Arguably, the weakest aspect of the extortion attack from the perspective of the virus writer is obtaining the ransom without getting caught. To this end, it may be best to avoid demanding cash entirely. If the virus writer seeks information alone, then a more attractive alternative is possible. Methods exist that enable two mutually distrusting parties to communicate securely over a network in an anonymous fashion. The basic vehicle for doing so is called a mix network [54]. A mix network forms the basis for anonymous remailing systems and is a fundamental building block for many cryptographic protocols [55, 119, 137, 295]. In a nutshell a mix network is a service that lets users send messages anonymously to other users, and that makes the correlation of output messages with input messages nearly impossible. Mix networks fall into two major catagories: synchronous mixes and asynchronous mixes. In practice asynchronous mixes are ideal for anonymizing e-mail traffic, whereas synchronous mixes are best for randomizing message traffic in batches. It is typically easier to produce formal proofs of security for synchronous mixes than for asynchronous mixes, and as a result synchronous mixes tend to be employed in protocols such as electronic voting. This allows ballots to be cast in a provably anonymous fashion. Asynchronous mixes are arguably easier to deploy on a large scale and rely on a number of heuristic defenses against particular attacks.

A mix network consists of a collection of N mix net nodes. The basic idea behind an asynchronous mix is to take an incoming message, send it from node to node along a randomly chosen path, and then send it to its final destination. It is necessary to use encryption to prevent correlations based on content as well as to fix the length of each message so that correlations based on size are not possible. This implies that large messages need to be broken down into smaller pieces, and short messages need to be padded out to the requisite length. The fixed sized messages are encrypted using a probabilistic public key cryptosystem. Therefore, even if the same message is sent through the network on more than one occasion it will look different each time with overwhelming probability. Not only are outsiders a threat to mix networks, but insiders are a threat as well. A properly designed mix net is still secure even if a fixed fraction of the nodes are operated by malicious persons that collude in order to track messages. Assuming that a sufficient number of messages go in and out of a given node at any given time it is important that the message go through multiple honest nodes to make the probability of tracing it negligible. A mix network is depicted in Figure 3.2.
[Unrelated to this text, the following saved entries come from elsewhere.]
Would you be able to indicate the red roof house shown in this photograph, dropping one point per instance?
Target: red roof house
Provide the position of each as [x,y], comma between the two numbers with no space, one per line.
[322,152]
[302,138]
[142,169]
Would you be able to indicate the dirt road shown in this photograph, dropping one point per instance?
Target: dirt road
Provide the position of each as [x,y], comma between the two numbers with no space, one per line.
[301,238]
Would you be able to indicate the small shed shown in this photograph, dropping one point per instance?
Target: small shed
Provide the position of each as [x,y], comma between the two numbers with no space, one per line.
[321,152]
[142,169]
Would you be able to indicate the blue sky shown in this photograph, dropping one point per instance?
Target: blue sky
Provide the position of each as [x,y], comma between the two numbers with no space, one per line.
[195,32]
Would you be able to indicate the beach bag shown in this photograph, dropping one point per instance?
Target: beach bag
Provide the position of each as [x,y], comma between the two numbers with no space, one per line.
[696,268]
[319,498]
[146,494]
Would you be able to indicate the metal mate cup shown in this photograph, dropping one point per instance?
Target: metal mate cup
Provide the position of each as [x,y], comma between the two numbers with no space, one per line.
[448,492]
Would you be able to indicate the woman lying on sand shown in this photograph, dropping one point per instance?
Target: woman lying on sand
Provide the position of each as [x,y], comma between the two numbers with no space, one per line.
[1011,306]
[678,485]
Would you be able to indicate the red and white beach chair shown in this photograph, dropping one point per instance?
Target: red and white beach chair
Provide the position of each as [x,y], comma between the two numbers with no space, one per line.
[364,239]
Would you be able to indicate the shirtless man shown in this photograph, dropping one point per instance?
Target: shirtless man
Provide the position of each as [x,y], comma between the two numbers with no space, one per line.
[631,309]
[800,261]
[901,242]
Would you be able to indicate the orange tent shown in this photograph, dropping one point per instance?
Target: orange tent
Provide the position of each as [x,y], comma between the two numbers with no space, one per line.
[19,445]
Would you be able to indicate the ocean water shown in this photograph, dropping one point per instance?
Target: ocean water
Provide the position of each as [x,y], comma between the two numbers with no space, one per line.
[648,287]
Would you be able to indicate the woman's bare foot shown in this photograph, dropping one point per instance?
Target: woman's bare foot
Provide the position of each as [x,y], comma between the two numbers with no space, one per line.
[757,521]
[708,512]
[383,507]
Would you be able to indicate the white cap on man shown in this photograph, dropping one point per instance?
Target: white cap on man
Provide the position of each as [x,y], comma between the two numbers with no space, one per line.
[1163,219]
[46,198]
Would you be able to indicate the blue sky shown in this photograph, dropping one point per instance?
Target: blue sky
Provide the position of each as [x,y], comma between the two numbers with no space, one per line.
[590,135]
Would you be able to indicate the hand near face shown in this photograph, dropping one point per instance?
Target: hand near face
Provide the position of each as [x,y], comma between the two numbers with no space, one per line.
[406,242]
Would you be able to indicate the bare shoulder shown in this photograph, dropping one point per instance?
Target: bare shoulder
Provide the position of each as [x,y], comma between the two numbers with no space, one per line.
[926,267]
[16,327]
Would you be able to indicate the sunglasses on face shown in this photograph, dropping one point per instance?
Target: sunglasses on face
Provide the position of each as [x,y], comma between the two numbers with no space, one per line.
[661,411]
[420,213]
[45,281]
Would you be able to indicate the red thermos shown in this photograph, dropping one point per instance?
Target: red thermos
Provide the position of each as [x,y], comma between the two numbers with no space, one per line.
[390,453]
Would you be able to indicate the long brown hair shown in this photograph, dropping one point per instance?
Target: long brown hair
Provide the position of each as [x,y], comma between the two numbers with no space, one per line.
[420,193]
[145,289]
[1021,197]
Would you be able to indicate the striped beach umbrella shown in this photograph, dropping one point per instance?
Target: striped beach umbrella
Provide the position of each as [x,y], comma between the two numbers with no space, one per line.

Onion routing is a common method for implementing asynchronous mix networks. In an onion routing system, each of the N nodes has a key pair. A user selects a random traversal among the N nodes and successively encrypts in reverse-order the message using the public keys corresponding to the nodes that the message will traverse. In choosing the traversal, the same node can be chosen multiple times and therefore loops are possible in the path that the message takes. The layers of the resulting ciphertext are peeled away by performing decryption as the message travels through the network. By padding with random bytes it is possible to accomplish this in such a way that the length of the transmitted message is always the same.

images

Figure 3.2 Asynchronous mix network

Over time a given mix net node may receive 1,000 incoming messages. These are decrypted, the order of them is mixed, and the resulting messages are sent out. The original packet headers are discarded and the messages are sent in newly constructed packets. This prevents trivial matching based on packet headers. If a message is decrypted entirely then it is sent to the final recipient. This way, a given input message to the node may end up being any of 1,000 different outgoing messages (see Figure 3.3).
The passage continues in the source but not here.